When you say the quality is bad, what exactly do you hear?
We've written a G.729 RTP <-> APS converter, but the sound is muffled and low volume.
For example, we're receiving a 20-byte RTP payload. This means it holds 2 G.729 frames, so we start with the first 10 bytes (let's say we put them in 8-bit descriptors b[0]...[9]), and apply the following conversion (according to the APS documentation and RFC 3551):
Code:
TBuf16<12> nokiaBuf;
nokiaBuf.FillZ(12);
nokiaBuf[0] = 1; // Full rate
nokiaBuf[1] = (TUint16) b[0];
nokiaBuf[2] = (((TUint16)(b[1] & 0xff)) << 2) | (((TUint16)(b[2] & 0xc0)) >> 6);
nokiaBuf[3] = (((TUint16)(b[2] & 0x3f)) << 2) | (((TUint16)(b[3] & 0xc0)) >> 6);
nokiaBuf[4] = (((TUint16)(b[3] & 0x20)) >> 5);
nokiaBuf[5] = (((TUint16)(b[3] & 0x1f)) << 8) | (TUint16) b[4];
nokiaBuf[6] = (((TUint16)(b[5] & 0xf0)) >> 4);
nokiaBuf[7] = (((TUint16)(b[5] & 0x0f)) << 3) | (((TUint16)(b[6] & 0xe0)) >> 5);
nokiaBuf[8] = (TUint16)(b[6] & 0x1f);
nokiaBuf[9] = (((TUint16)(b[7] & 0x1f)) << 5) | (((TUint16)(b[8] & 0xf8)) >> 3);
nokiaBuf[10]= (((TUint16)(b[8] & 0x07)) << 1) | (((TUint16)(b[9] & 0x80)) >> 7);
nokiaBuf[11]= (TUint16)(b[9] & 0x7f);
Now nokiaBuf[0]...[11] holds the 24-byte frame we can send to APS. After that we repeat it with the remaining 10 bytes of the RTP payload.

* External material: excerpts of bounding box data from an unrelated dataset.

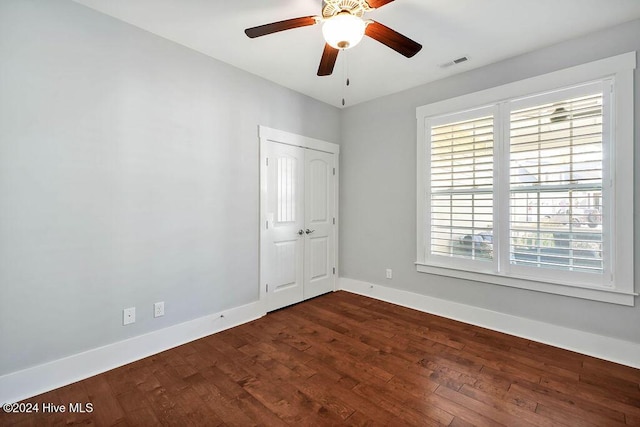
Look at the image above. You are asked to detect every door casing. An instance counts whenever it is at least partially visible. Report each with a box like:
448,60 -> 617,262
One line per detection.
259,126 -> 340,312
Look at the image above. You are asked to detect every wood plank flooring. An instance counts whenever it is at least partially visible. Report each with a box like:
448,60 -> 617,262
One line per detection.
0,292 -> 640,427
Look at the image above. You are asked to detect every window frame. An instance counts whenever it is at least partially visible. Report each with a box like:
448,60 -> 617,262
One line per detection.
416,52 -> 638,306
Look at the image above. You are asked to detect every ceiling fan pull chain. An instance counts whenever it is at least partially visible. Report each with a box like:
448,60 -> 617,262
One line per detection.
342,49 -> 351,107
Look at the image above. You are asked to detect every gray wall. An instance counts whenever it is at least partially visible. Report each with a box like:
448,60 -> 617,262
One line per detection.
0,0 -> 340,375
340,21 -> 640,343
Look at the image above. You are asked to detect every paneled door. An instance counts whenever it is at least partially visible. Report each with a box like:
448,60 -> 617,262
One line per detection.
260,128 -> 336,311
304,149 -> 335,299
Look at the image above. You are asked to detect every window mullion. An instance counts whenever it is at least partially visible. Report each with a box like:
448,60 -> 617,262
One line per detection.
493,102 -> 510,274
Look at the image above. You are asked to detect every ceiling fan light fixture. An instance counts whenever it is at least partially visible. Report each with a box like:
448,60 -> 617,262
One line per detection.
322,10 -> 367,49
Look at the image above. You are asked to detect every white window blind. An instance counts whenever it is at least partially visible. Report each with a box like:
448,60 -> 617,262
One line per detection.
430,115 -> 494,260
509,93 -> 606,275
416,52 -> 637,305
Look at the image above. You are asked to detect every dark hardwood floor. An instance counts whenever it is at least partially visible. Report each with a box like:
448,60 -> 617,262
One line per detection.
0,292 -> 640,427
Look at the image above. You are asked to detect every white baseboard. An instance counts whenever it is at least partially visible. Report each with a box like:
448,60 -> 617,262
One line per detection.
338,277 -> 640,368
0,301 -> 265,404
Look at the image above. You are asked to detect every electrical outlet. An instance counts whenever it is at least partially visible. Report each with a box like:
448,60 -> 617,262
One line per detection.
153,301 -> 164,317
122,307 -> 136,325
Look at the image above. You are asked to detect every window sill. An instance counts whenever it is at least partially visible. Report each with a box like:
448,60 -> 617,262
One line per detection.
416,262 -> 638,307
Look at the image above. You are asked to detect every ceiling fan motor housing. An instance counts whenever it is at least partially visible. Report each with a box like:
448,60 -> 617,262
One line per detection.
322,0 -> 372,19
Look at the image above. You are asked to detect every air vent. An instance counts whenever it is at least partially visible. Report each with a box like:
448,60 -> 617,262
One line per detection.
440,56 -> 469,68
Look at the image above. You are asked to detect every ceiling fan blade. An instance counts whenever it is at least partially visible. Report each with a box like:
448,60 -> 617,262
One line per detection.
364,21 -> 422,58
318,43 -> 340,76
244,16 -> 318,39
367,0 -> 393,9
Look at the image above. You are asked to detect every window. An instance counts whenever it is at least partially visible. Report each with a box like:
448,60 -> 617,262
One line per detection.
417,53 -> 635,305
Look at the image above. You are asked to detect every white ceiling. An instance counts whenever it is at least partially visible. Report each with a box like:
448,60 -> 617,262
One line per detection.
74,0 -> 640,106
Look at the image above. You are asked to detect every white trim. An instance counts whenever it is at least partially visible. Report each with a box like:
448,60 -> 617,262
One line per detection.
0,302 -> 266,403
339,277 -> 640,368
416,52 -> 636,119
258,125 -> 340,312
416,262 -> 638,307
258,125 -> 340,154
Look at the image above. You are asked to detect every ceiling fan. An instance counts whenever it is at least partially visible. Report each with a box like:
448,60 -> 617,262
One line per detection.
244,0 -> 422,76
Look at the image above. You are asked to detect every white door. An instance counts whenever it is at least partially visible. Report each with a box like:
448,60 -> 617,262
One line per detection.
260,142 -> 306,311
260,132 -> 336,311
304,149 -> 335,299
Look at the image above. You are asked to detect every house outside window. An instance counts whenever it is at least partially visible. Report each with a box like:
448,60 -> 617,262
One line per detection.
416,53 -> 635,305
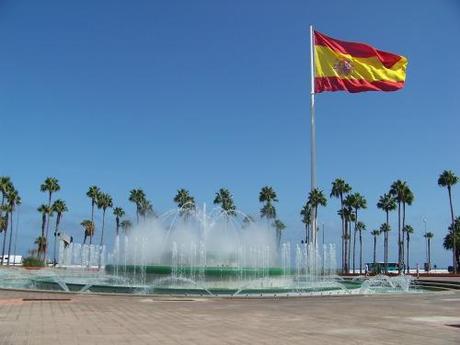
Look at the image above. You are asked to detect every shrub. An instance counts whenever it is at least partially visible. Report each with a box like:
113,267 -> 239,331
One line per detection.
22,256 -> 45,267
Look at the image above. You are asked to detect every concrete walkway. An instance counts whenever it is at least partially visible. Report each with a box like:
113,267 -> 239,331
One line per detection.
0,291 -> 460,345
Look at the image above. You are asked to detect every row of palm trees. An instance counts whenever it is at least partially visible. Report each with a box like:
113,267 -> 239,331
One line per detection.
0,171 -> 460,273
300,170 -> 460,273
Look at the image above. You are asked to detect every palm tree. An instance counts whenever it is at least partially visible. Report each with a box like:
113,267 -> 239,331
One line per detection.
40,177 -> 61,260
308,188 -> 327,247
0,176 -> 13,217
259,186 -> 278,203
443,217 -> 460,270
97,193 -> 113,269
34,236 -> 48,258
390,180 -> 407,272
344,193 -> 367,273
423,232 -> 434,270
6,188 -> 21,266
337,205 -> 355,273
380,223 -> 391,273
356,221 -> 366,274
1,205 -> 10,265
273,219 -> 286,251
371,229 -> 380,268
329,178 -> 351,272
390,180 -> 414,272
401,186 -> 415,267
403,224 -> 414,274
113,207 -> 125,237
300,202 -> 311,243
0,176 -> 14,265
139,198 -> 155,222
259,186 -> 278,229
120,219 -> 132,234
438,170 -> 458,274
80,219 -> 95,244
52,199 -> 69,265
377,193 -> 396,273
174,188 -> 195,220
86,186 -> 101,223
214,188 -> 236,218
241,214 -> 254,229
129,189 -> 145,224
37,204 -> 51,260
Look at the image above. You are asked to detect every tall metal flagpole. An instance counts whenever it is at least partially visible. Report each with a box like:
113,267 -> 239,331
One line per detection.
310,25 -> 317,247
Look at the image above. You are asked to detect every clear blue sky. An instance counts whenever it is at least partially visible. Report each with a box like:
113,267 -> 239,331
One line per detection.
0,0 -> 460,266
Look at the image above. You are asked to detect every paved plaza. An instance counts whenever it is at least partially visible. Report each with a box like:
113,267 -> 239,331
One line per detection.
0,291 -> 460,345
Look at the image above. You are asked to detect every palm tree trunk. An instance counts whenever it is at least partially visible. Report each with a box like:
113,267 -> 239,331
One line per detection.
347,222 -> 351,273
340,193 -> 345,273
428,238 -> 431,269
383,211 -> 390,274
398,200 -> 401,273
38,213 -> 46,260
97,209 -> 105,270
359,230 -> 363,274
2,212 -> 9,266
401,201 -> 406,272
406,232 -> 410,274
43,192 -> 52,265
447,186 -> 457,274
353,226 -> 356,274
374,236 -> 377,269
53,213 -> 61,266
8,211 -> 13,266
343,221 -> 348,274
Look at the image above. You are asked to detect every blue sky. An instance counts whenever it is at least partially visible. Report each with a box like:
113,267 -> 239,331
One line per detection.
0,0 -> 460,266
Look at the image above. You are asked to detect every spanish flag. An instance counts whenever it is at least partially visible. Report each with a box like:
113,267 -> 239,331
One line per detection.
314,31 -> 407,93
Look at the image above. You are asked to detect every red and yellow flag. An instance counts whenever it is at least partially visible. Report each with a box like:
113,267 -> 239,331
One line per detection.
314,31 -> 407,93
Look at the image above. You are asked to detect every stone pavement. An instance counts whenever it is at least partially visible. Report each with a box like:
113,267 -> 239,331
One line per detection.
0,291 -> 460,345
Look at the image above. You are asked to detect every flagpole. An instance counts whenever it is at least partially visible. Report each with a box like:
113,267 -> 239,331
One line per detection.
310,25 -> 317,247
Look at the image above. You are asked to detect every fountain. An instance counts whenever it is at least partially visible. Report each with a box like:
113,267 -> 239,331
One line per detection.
0,205 -> 418,296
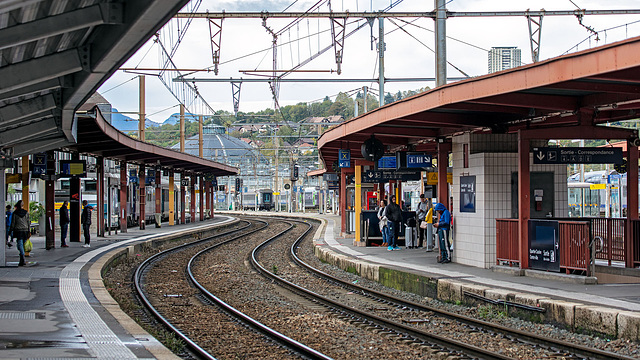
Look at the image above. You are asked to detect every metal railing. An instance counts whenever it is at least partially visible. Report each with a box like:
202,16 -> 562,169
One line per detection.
496,219 -> 592,274
585,218 -> 624,265
496,219 -> 520,266
558,221 -> 591,276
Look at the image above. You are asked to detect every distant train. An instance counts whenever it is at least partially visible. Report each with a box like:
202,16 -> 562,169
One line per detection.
242,189 -> 274,211
55,179 -> 197,229
567,170 -> 627,217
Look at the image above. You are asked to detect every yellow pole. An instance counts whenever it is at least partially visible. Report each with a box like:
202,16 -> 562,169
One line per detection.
355,165 -> 362,242
198,115 -> 204,158
180,104 -> 184,153
22,155 -> 29,211
169,170 -> 175,226
138,75 -> 147,141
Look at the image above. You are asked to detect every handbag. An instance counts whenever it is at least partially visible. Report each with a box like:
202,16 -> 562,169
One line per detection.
24,239 -> 33,253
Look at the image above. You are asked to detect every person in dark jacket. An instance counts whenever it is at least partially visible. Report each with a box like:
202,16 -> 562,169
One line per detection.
433,203 -> 451,263
80,200 -> 93,247
385,195 -> 402,251
60,201 -> 69,247
9,200 -> 31,266
4,205 -> 13,247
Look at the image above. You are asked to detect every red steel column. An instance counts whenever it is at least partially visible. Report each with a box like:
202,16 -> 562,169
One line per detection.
438,142 -> 451,210
189,175 -> 198,223
155,168 -> 162,227
45,150 -> 56,250
518,131 -> 531,269
120,161 -> 127,233
198,175 -> 204,221
138,165 -> 147,230
340,168 -> 347,234
96,156 -> 104,237
624,140 -> 638,268
180,173 -> 187,224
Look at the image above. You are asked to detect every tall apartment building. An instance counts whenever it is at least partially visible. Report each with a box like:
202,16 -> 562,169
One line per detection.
489,46 -> 521,73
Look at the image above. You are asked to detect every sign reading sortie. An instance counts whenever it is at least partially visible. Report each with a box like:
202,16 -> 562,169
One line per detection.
533,147 -> 623,164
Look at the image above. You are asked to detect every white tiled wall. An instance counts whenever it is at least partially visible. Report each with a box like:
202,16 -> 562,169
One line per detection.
452,134 -> 568,268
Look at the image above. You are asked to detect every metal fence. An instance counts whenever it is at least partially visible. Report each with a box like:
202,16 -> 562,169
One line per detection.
496,219 -> 592,274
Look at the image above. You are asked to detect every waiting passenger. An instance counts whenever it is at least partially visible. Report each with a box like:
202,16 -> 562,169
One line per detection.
378,200 -> 389,246
385,195 -> 402,251
434,203 -> 451,263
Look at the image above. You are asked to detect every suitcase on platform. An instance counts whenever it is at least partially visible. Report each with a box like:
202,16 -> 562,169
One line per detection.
404,226 -> 418,249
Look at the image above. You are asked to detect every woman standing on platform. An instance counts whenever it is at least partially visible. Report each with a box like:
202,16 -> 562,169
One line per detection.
385,195 -> 402,251
378,200 -> 389,246
4,205 -> 13,247
434,203 -> 451,263
9,200 -> 31,266
60,201 -> 69,247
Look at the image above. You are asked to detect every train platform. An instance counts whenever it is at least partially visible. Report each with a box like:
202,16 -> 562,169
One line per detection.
0,212 -> 640,359
307,214 -> 640,341
0,215 -> 231,359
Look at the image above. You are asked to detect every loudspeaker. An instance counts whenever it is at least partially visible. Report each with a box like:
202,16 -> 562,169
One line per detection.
360,135 -> 384,161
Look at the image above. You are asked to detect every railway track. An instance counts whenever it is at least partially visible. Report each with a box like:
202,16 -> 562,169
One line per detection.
134,220 -> 330,360
252,217 -> 633,359
104,217 -> 632,359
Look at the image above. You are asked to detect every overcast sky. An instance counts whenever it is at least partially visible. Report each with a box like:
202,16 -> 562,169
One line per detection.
99,0 -> 640,122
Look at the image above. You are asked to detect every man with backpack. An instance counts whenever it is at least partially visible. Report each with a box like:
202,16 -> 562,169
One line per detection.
385,195 -> 402,251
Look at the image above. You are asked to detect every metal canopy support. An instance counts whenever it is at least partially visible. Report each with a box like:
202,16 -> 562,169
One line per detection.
434,0 -> 447,87
0,94 -> 56,126
209,19 -> 224,75
0,3 -> 114,49
527,15 -> 544,62
0,118 -> 58,146
378,17 -> 386,105
0,49 -> 83,97
231,81 -> 242,117
330,12 -> 347,75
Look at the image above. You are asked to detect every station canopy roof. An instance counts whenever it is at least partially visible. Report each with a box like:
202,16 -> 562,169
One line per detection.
318,37 -> 640,165
63,97 -> 238,176
0,0 -> 188,157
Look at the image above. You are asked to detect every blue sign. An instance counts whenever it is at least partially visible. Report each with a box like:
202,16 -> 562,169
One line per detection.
338,150 -> 351,168
362,170 -> 421,184
378,155 -> 397,170
31,153 -> 47,175
407,153 -> 432,168
533,147 -> 624,164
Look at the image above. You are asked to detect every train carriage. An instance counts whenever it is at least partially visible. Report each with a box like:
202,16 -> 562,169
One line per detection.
242,189 -> 274,211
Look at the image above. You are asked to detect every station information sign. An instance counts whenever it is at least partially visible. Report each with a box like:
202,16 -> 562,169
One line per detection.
533,147 -> 623,164
378,155 -> 397,170
362,170 -> 421,184
407,153 -> 432,168
338,150 -> 351,168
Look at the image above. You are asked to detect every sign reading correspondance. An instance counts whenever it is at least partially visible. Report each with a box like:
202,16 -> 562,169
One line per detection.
362,170 -> 421,184
533,147 -> 623,164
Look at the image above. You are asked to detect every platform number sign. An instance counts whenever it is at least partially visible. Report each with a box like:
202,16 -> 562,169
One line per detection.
338,150 -> 351,168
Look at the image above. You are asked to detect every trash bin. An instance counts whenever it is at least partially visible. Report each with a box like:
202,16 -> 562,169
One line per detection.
404,218 -> 418,249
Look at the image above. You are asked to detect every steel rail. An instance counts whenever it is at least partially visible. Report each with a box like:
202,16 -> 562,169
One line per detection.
133,221 -> 266,360
289,231 -> 634,360
251,219 -> 513,360
187,217 -> 332,360
174,9 -> 640,19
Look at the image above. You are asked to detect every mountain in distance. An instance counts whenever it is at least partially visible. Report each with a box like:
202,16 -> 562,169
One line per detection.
111,108 -> 161,132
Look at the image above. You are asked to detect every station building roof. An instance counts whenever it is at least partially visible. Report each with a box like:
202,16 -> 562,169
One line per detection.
68,97 -> 238,176
0,0 -> 188,157
318,37 -> 640,167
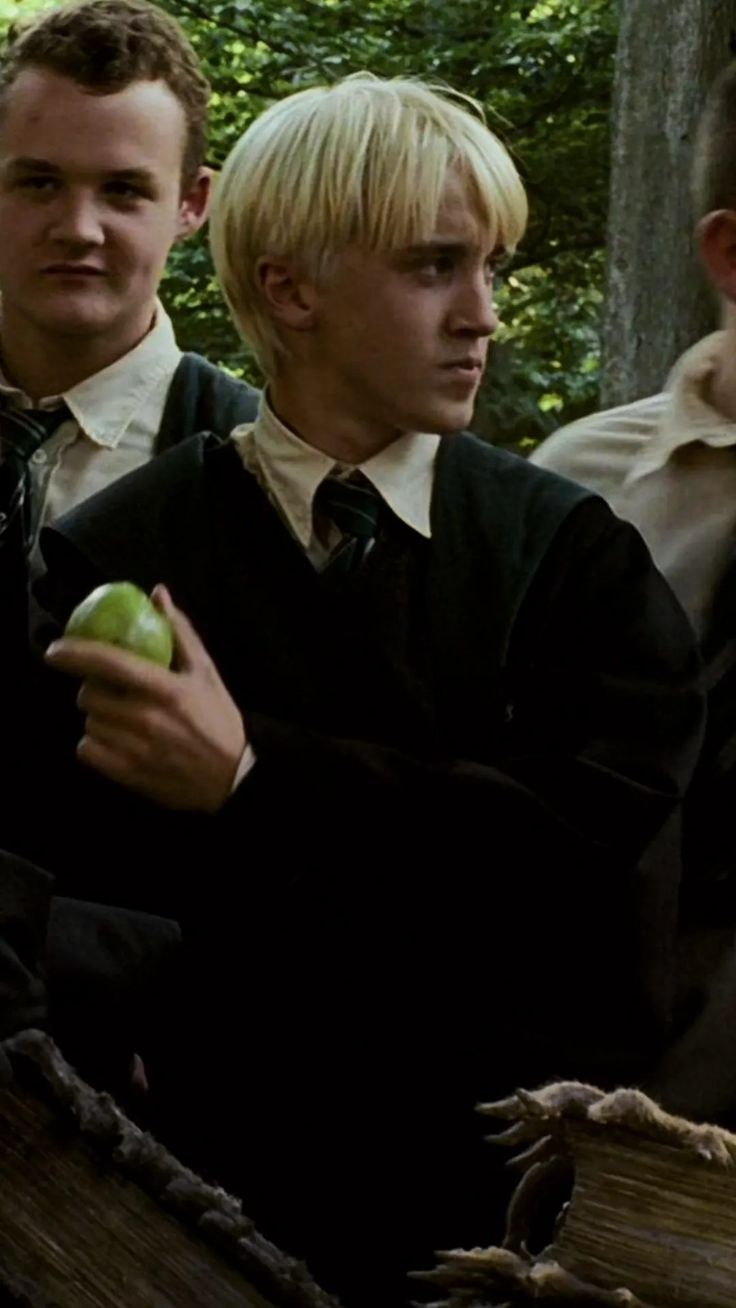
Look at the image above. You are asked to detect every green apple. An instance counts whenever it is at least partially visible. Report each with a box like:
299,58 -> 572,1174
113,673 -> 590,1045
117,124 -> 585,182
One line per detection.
64,581 -> 174,667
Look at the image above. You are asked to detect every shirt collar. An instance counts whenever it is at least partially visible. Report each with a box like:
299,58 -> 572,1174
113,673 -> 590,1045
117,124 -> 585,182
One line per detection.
626,331 -> 736,483
233,395 -> 441,549
0,301 -> 182,449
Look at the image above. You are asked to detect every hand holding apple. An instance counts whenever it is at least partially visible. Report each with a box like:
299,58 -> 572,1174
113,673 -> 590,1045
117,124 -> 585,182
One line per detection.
46,586 -> 247,812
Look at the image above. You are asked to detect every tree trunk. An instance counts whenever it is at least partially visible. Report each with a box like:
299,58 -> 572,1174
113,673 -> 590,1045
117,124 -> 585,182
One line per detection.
601,0 -> 736,407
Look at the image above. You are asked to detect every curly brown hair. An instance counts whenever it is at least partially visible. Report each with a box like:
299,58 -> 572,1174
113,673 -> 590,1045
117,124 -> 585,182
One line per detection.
0,0 -> 209,190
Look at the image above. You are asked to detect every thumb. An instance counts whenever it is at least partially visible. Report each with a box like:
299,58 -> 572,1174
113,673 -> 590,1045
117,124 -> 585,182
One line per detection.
150,585 -> 210,672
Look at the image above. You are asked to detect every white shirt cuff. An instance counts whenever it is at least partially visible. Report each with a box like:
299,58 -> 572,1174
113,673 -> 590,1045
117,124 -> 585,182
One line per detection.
230,744 -> 255,794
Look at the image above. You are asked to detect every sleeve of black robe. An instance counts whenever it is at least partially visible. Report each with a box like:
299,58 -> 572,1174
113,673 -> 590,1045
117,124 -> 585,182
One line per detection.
25,498 -> 703,1070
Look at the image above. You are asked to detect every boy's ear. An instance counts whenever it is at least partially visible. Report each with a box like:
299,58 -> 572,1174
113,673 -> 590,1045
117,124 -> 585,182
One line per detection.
256,255 -> 318,331
176,167 -> 214,241
697,209 -> 736,303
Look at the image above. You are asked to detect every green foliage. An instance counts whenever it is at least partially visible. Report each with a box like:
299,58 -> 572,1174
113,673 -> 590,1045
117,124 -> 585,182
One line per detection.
0,0 -> 616,449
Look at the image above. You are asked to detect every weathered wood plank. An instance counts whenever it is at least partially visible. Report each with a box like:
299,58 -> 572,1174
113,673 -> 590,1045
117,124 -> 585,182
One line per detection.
0,1032 -> 339,1308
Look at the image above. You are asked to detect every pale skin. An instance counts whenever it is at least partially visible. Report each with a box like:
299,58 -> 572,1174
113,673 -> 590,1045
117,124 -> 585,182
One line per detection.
47,179 -> 499,812
46,586 -> 247,812
0,67 -> 212,402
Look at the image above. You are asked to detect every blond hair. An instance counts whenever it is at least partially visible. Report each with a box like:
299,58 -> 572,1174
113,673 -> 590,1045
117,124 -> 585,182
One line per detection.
209,73 -> 527,377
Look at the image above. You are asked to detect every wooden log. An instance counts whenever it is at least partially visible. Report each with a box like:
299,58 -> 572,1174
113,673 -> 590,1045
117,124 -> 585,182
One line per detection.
0,1032 -> 340,1308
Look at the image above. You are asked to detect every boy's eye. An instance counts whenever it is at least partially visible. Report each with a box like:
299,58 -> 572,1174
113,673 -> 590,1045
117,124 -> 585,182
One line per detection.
105,182 -> 144,200
16,177 -> 56,191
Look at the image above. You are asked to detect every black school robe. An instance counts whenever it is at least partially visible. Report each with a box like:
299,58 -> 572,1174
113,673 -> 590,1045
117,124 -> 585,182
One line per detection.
18,436 -> 702,1304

If there's any 2-byte frames left, we interpret them as a SID frame and use the following conversion:
Code:
TBuf16<5> nokiaBuf;
nokiaBuf.FillZ(5);
nokiaBuf[0] = 2; // SID rate
nokiaBuf[1] = (((TUint16)(b[0] & 0x80)) >> 7);
nokiaBuf[2] = (((TUint16)(b[0] & 0x7c)) >> 2);
nokiaBuf[3] = (((TUint16)(b[0] & 0x03)) << 2) | (((TUint16)(b[1] & 0xc0)) >> 6);
nokiaBuf[4] = (((TUint16)(b[1] & 0x3e)) >> 1);
However, as said, this leads to a muffled sound. What are we doing wrong?